— Para ahli strategi pasar menilai emas mengambil posisi unik sebagai aset cadangan di tengah pergeseran menuju dunia multipolar dan upaya diversifikasi cadangan oleh bank sentral.

Menurut para pengamat, peran emas berkembang dari sekadar lindung nilai inflasi menjadi alat lindung nilai moneter dan aset cadangan yang netral secara politik.

Paul Wong, mitra pengelola dan ahli strategi pasar di Sprott Inc, menyampaikan pandangannya mengenai posisi emas dalam kerangka geopolitik dan keuangan global.

“Dolar AS mungkin tetap dominan dalam cadangan dan pendanaan sementara mata uang lain mendapatkan pengaruh dalam perdagangan, mata uang regional menjadi lebih penting, dan emas bertindak sebagai aset cadangan netral di antara berbagai blok yang bersaing. Oleh karena itu, para pengelola cadangan tampaknya fokus pada diversifikasi. Emas menempati posisi unik dalam kerangka kerja yang berkembang ini karena posisinya di luar sistem keuangan,” ungkap Paul Wong.

Wong menegaskan perbedaan karakter emas dibandingkan instrumen keuangan lainnya.

“Tidak seperti mata uang negara, emas tidak memiliki afiliasi politik. Tidak seperti obligasi pemerintah, emas tidak memiliki risiko pihak lawan. Tidak seperti deposito bank, emas tidak dapat dibekukan atau dikenai sanksi jika disimpan di dalam negeri,” imbuhnya.

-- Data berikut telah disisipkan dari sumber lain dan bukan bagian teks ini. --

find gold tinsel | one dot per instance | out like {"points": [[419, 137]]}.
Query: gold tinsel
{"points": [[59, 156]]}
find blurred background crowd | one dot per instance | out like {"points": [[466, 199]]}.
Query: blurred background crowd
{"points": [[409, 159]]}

Menurut Wong, tren diversifikasi cadangan memperkuat posisi emas, terutama saat ketegangan geopolitik meningkat.

“Perannya secara bertahap berkembang dari lindung nilai inflasi menjadi lindung nilai moneter, aset cadangan, dan berpotensi menjadi bentuk jaminan moneter,” katanya.

Wong mengutip data masa lalu untuk menggambarkan pergeseran komposisi cadangan global.

Paul Wong mencatat, sebelum konflik Rusia-Ukraina pecah, data IMF menunjukkan rata-rata cadangan emas mencapai 12% dari total cadangan dunia sejak tahun 2000 silam.

“Sejak pembekuan atau penyitaan cadangan devisa Rusia dan meningkatnya kekhawatiran akan penurunan nilai mata uang global dan obligasi pemerintah, cadangan emas sebagai persentase dari total cadangan dunia telah melonjak ke level tertinggi baru sekitar 34%,” bebernya.

Wong juga membahas fenomena penurunan harga emas di tengah krisis keuangan dan kebutuhan likuiditas.

Selain itu, Paul Wong juga mengeksplorasi alasan yang tidak lazim terjadinya penurunan harga emas selama krisis keuangan dan likuiditas.

“Selama periode tekanan pendanaan yang akut, pelaku pasar membutuhkan dolar AS. Untuk mendapatkan dolar tersebut, mereka sering menjual aset mereka yang paling likuid. Emas, sebagai salah satu aset cadangan yang paling likuid dan diincar di dunia, sering berfungsi sebagai sumber likuiditas. Tren ini terjadi selama krisis keuangan 2008 dan guncangan pandemi Maret 2020, dan dapat terjadi lagi selama krisis dolar di masa mendatang. Namun tren ini bukan kegagalan bagi emas. Ini adalah emas yang menjalankan fungsinya sebagai cadangan (aset),” paparnya.

Meski demikian, pergerakan harga emas jangka pendek masih berkaitan erat dengan dolar AS, menurut Wong.

Ia menambahkan, meskipun emas terus unggul sebagai aset cadangan, pergerakan harga jangka pendek logam mulia tetap bergantung pada dolar AS.

“Dalam jangka panjang, emas dan dolar AS dapat naik karena alasan yang sangat berbeda: emas mencerminkan meningkatnya permintaan akan aset cadangan netral dan penyimpan nilai, dan dolar mencerminkan peran sentralnya dalam sistem keuangan global,” katanya.